The kernel knows device numbers because it decides device numbers. Each driver registers the device numbers that it manages. The numbers are either hard-coded in the source code, or, in some cases, allocated dynamically. The sysfs filesystem allows applications such as udev to discover the devices supported by the kernel. See How does udev get device numbers for the devices it creates? for more details.
The driver's initialization code probes for the hardware, and registers devices based on what hardware it found during probing. Some types of hardware don't support probing; for example, the ISA bus (a largely outdated bus on PC-type computers) provides no way to list connected hardware, so the driver can only try to communicate and pray that there isn't a different peripheral attached at the same address. On some platforms, the bootloader includes a device tree describing the available peripherals and where they are mapped, and the Linux kernel activates drivers based on this information.
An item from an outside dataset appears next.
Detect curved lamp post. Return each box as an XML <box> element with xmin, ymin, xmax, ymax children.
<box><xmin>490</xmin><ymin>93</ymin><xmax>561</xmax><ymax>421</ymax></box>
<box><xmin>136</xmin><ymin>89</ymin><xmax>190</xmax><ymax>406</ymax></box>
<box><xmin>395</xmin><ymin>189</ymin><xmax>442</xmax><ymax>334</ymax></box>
There are three ways a driver may be loaded for a peripheral.
- The driver may be included as part of the kernel image.
- The driver may be compiled as a module, and loaded explicitly (e.g. by including it in
/etc/modules
or in an initramfs).
- There is a mechanism for automatically loading certain drivers based on information reported by bus types that can list connected peripherals together with a universal identification number, such as PCI (the main bus in modern PC) and USB. The kernel runs
modprobe
and passes it a symbolic name that encodes the peripheral's identification, which is an alias for the “real” name of the driver module. See Are driver modules loaded and unloaded automatically?
Best Answer
Very briefly:
The most important thing about a device driver is that it runs in kernel space, with the same permissions as the kernel, and therefore can access hardware directly. Applications are (usually) not permitted to do that.
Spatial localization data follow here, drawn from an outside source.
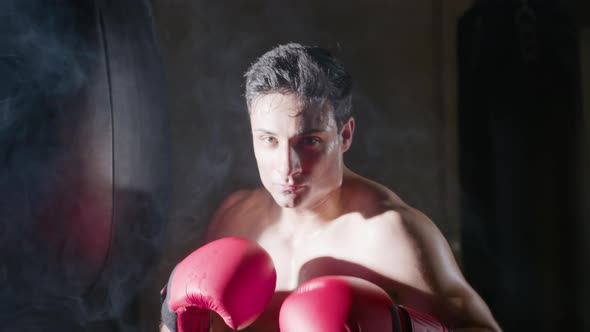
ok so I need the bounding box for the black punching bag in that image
[458,0,582,331]
[0,1,169,331]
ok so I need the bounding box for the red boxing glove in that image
[279,275,449,332]
[279,275,395,331]
[161,237,276,332]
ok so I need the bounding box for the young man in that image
[164,43,501,331]
[206,43,500,331]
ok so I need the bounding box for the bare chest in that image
[255,220,394,292]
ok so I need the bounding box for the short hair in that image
[244,43,352,130]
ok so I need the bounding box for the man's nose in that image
[278,145,302,179]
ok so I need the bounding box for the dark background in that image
[0,0,588,331]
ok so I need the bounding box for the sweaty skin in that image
[201,93,500,332]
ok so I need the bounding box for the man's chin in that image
[274,199,298,209]
[272,193,303,209]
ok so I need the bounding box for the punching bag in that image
[457,0,582,331]
[0,1,169,331]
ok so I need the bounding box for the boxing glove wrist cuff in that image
[393,305,450,332]
[161,276,210,332]
[160,284,176,331]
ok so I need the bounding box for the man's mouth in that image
[279,184,306,193]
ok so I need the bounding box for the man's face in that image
[250,93,353,209]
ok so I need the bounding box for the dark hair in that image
[244,43,352,129]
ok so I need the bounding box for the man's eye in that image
[300,137,321,147]
[261,136,277,145]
So you can think of device drivers as the parts of the kernel that organize access to certain hardware (the "device").
An application can interact with the kernel on various levels: From higher abstractions (e.g. a file system) to middling abstractions (a block device) to really low level abstractions (some files in
/proc/
or/sys
, someioctls
in devices in/dev
). So the low level interactions will sometimes be talking to a device driver very directly, there's only a very thin layer where the kernel redirects the call to the device driver. So "an Application cannot interact directly with a Device Driver, only the Operating System can do that" is sort of true and also sort of false.Also, there are many abstraction layers in the kernel like the one you describe in your picture ("the messages the OS sends are the same, the device driver uses differnent messages to talk to the hardware). For example, the block layer receives one kind of messages, but passes them on to different block devices. The USB layer receives one kind of messages, but can use different USB host controllers. And so on.
So the picture is much more difficult, there are layers and subsystems in the kernel, and the device drivers that actually talk to the hardware are at the bottom of that hierarchy. To confuse things more, both the device drivers and other layers come in the form of modules (for Linux). If you type
lsmod
, you can see which modules are active, and which module uses which other modules.Also, printing is a very bad example; most of the printer-specific processing happens in user space, and not in a device driver.
All of Windows, Linux and MacOS follow these principles, but the details are very different.
Does that help?
Edit:
Printing on Linux is today usually done with cups. Cups has a collection of programs that can render documents for various printers. All of these programs take a file (the document as pdf/postscript/...) and convert it to another file in a format the printer understands. All of this happens outside of the kernel, because none of this needs to access actual hardware. It just reads and writes files. Only the very last part, when the converted data is sent to the printer, uses the kernel. And then it can uses various paths, even for the same type of printer: via the network, via USB, via a serial connection, etc. And this last part often isn't printer specific.
So Linux doesn't really have printer-specific device drivers for the large majority of printers. (For a few printers, you may need one).